The yeast starter juice should be prepared for fermentation in a similar fashion as any juice to be inoculated. 

  • Keep SO2 levels to a minimum. Free SO2 will ideally be below 5 ppm, but less than 10 ppm is acceptable. 
  • Add extra nitrogen (NH4) and fermentation nutrients.
  •  to the yeast starter just to make it an extra happy environment. 
  • Ensure the oxygen connection to the tank is working and set sparging to the necessary level. If you don't do it before inoculation, you will definitely regret it.
  • Inoculate following typical procedures at the regular rate, typically 200-250 ppm. I highly recommend using a yeast rehydration nutrient during preparation.

Once prepared and inoculated, the culture can then be left for several hours. Depending on time constraints at the winery, 6-12 hours is a good period of time before the first round of analysis. Determining the analysis schedule moving forward can be based on the progress during this first time frame. 

Cell count is the most essential measurement, but I also like to have brix, pH, and VA checked to ensure everything is going well. Sensory evaluation is also a must.

This is when experience with yeast propagation becomes increasingly important.
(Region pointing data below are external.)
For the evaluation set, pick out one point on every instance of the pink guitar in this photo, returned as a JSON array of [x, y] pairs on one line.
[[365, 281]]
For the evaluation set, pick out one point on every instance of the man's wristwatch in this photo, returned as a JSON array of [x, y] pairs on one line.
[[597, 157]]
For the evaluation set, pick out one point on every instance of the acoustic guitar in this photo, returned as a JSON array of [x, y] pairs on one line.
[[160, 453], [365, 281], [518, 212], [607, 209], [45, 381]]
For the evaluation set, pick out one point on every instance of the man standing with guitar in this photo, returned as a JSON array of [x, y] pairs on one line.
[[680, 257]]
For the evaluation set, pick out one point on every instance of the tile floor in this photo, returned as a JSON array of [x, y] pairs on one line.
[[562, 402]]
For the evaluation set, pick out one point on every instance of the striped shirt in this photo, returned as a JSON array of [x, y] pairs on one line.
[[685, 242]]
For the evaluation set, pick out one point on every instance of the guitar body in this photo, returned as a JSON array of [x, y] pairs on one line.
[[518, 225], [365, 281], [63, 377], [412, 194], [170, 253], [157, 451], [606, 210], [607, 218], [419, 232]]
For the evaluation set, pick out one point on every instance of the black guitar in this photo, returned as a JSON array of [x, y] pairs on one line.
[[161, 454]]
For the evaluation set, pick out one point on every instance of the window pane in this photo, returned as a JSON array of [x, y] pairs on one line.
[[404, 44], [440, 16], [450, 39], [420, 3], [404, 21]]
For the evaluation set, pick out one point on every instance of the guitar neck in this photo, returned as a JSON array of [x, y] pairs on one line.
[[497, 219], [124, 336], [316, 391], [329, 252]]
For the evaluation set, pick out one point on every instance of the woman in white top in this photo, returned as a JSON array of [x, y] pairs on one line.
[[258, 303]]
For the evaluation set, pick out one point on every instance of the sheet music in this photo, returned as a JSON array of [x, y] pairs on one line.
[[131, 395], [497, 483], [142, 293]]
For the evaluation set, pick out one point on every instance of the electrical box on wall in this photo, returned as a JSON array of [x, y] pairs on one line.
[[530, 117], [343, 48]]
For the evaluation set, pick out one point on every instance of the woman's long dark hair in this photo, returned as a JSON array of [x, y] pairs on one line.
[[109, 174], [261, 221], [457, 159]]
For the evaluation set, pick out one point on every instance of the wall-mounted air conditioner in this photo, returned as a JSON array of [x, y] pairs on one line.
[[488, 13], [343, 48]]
Knowing how to balance all the variables involved to reach the end goal of inoculating the juice to be inoculated at the correct temperature and inoculating rate is a lot easier said than done. The balancing act becomes exponentially more difficult once you begin talking about multiple inoculations from a single culture on top of the timing of everything.

Here are a couple situational examples assuming that the culture is not sufficient for inoculation:

  • Cell count for yeast starter is >300 mcell/mL. I would feed the culture more juice, decrease the temperature, and adjust oxygen flow rate upwards. 
  • Cell count for yeast starter is <300 mcell/mL, but >150 mcell/mL. I would check brix levels, if somewhat low than I would feed the culture more juice. I would maintain the temperature and adjust oxygen flow rate.


Determining when the culture is ready to be used for inoculation depends on several variables.

  • Desired inoculation rate.
  • Volume of the juice to be inoculated and the yeast starter volume.
  • Yeast starter cell count.
  • Temperature of juice to be inoculated and yeast starter temperature. These should be within 5° C of each other.


Inoculation is rather simple. The yeast starter needs to be transferred into the juice to be inoculated tank and mixed through. Just keep in mind that yeast populations are constantly changing within the yeast starter, so all processes are time sensitive. After inoculation, the fermentation can be tracked as per usual.